Piołunowka has much higher levels of thujone than absinthe because it is not distilled. Many people produce it today in an attempt to feel the "absinthe effect" because of its higher thujone levels, although it is not well known how thujone plays a role in these purported effects and is in fact a known poison.

== Availability ==

Piołunówka is typically hard to find outside of Poland.
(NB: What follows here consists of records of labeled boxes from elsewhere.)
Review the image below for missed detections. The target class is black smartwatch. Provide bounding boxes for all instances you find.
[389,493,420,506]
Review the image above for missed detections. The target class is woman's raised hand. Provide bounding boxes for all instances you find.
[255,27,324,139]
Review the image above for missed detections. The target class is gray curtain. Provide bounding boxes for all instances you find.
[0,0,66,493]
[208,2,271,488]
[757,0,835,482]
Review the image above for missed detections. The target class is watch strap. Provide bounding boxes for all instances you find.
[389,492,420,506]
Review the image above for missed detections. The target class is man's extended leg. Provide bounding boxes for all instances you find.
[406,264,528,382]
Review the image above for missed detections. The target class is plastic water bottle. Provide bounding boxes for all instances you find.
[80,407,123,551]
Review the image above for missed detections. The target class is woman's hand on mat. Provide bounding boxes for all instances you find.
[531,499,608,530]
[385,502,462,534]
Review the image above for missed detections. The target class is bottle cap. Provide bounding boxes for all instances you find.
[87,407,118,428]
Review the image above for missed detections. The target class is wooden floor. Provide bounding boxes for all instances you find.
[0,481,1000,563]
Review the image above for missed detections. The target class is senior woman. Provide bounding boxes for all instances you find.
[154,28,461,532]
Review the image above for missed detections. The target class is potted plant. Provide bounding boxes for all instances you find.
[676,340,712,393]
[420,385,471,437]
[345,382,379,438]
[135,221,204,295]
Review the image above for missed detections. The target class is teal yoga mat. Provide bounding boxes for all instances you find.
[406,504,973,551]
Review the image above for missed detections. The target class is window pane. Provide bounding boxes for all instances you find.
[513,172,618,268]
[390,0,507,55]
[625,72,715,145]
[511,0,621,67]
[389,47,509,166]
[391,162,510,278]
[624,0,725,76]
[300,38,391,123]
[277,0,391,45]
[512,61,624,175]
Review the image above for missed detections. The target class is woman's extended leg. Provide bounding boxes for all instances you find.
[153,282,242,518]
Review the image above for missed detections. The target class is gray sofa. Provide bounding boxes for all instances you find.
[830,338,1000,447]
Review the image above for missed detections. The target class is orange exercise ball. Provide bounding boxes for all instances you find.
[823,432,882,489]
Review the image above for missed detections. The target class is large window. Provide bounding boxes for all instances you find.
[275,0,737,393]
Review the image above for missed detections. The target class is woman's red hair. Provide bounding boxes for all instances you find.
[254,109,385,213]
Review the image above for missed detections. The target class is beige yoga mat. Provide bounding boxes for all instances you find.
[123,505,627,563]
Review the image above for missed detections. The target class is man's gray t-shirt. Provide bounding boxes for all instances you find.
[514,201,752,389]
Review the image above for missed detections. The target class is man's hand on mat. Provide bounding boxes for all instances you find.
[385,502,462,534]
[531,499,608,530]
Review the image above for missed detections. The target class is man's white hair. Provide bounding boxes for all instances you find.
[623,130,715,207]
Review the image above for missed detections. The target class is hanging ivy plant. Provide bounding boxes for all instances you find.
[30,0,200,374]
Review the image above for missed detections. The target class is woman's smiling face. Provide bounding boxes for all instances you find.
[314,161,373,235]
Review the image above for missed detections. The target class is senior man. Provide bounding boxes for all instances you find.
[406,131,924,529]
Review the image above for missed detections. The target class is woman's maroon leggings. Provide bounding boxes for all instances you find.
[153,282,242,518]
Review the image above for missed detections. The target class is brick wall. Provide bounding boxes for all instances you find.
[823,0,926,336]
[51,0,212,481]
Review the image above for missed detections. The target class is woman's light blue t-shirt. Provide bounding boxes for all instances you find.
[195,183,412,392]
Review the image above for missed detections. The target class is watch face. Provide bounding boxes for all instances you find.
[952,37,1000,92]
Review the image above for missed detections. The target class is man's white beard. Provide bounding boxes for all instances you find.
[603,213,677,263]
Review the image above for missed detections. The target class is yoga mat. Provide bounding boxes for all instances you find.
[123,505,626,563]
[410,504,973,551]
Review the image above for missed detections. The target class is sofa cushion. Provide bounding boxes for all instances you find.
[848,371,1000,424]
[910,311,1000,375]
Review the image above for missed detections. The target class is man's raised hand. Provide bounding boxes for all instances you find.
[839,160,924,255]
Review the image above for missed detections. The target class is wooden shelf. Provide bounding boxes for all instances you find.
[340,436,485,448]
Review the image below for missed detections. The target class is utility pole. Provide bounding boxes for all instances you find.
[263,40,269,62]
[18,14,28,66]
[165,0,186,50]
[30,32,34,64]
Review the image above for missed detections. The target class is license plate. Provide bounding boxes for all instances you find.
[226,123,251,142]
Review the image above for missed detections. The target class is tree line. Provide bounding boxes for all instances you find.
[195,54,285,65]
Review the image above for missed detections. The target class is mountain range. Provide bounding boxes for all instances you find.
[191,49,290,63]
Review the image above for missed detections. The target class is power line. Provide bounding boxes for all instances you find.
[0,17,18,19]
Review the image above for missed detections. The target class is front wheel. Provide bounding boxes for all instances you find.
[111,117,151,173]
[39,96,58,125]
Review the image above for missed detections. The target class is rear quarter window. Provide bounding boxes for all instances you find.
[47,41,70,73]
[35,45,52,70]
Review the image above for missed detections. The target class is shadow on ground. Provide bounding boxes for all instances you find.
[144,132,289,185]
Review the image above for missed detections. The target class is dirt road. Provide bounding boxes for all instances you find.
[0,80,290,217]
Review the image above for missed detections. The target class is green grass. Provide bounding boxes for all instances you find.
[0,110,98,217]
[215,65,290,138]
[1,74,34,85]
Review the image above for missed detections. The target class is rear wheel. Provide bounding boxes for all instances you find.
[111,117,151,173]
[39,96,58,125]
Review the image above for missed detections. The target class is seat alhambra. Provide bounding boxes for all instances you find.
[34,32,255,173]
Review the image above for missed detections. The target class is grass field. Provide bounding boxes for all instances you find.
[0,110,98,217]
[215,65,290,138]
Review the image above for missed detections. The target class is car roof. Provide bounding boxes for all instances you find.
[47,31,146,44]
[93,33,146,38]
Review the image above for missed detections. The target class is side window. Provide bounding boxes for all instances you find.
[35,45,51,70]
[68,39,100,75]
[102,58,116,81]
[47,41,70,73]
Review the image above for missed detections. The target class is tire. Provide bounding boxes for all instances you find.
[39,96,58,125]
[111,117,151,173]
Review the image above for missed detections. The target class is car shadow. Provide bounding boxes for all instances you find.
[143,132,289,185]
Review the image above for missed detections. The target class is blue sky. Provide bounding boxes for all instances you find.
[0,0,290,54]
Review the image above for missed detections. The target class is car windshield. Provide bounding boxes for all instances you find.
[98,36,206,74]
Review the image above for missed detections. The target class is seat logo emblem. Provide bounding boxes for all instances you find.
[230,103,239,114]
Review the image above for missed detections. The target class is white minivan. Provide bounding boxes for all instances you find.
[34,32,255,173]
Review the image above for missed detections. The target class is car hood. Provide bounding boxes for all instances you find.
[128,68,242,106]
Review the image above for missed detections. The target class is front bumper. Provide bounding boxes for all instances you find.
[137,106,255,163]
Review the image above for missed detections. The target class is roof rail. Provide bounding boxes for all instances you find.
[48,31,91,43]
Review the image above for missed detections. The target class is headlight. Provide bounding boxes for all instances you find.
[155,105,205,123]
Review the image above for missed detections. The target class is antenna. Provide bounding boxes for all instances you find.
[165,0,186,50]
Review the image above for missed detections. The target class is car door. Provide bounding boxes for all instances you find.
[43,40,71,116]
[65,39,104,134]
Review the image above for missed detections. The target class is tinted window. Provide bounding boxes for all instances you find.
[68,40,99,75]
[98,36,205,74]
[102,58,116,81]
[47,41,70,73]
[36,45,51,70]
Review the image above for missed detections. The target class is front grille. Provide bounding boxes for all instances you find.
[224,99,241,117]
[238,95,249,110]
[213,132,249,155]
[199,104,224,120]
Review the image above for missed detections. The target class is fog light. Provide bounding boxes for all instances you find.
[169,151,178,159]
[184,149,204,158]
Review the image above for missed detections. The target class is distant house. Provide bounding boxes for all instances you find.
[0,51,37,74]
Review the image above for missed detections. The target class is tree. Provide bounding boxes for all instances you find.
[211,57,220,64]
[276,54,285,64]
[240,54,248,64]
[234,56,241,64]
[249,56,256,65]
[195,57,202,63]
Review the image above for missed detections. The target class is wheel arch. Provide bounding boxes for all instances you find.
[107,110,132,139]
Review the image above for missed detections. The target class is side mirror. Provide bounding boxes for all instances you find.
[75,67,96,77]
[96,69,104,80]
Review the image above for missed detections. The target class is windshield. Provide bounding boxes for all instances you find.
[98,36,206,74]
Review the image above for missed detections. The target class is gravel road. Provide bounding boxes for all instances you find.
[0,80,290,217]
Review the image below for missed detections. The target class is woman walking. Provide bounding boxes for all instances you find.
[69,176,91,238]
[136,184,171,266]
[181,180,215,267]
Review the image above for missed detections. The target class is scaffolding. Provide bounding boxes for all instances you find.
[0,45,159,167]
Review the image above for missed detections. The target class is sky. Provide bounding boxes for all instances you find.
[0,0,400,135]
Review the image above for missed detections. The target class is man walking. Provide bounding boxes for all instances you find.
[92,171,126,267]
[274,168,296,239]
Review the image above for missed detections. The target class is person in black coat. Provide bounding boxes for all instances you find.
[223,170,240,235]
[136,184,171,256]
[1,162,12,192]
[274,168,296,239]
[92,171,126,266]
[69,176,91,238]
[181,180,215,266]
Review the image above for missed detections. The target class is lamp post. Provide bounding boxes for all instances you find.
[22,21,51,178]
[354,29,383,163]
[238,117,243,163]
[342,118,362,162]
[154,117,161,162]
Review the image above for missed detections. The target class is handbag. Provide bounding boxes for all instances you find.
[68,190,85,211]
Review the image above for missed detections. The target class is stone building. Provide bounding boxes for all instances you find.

While wormwood is available at many herb stores, it is not always of sufficient quality for making piołunówka.

== Ingredients ==

Apart from fresh wormwood usually some other ingredients are used such as: peppercorns, black tea, raisins, honey, geranium leaves and hypericum flowers. All herbs used should be freshly picked, not dried (apart from tea). The alcohol used is plain vodka or spirit in which herbs and other ingredients are soaked for a period of about 2 weeks and then filtered. It can be easily produced at home and does not require aging.

== History ==

The recipe dates back to at least the 16th century, as Piołunówka is described in Stefan Falimierz' 1534 opus On Herbs and Their Potency (O ziolach y o moczy ich). As such, it has traditionally been made in noble manors, though the recipes might have varied in their ingredients and preparations.

The last widely available piołunówka was distilled in Lwów by J. A. Baczewski distillery up to 1939. The modern version appeared with the same label released by Polmos in Starogard Gdański who discontinued the production in the 1990s.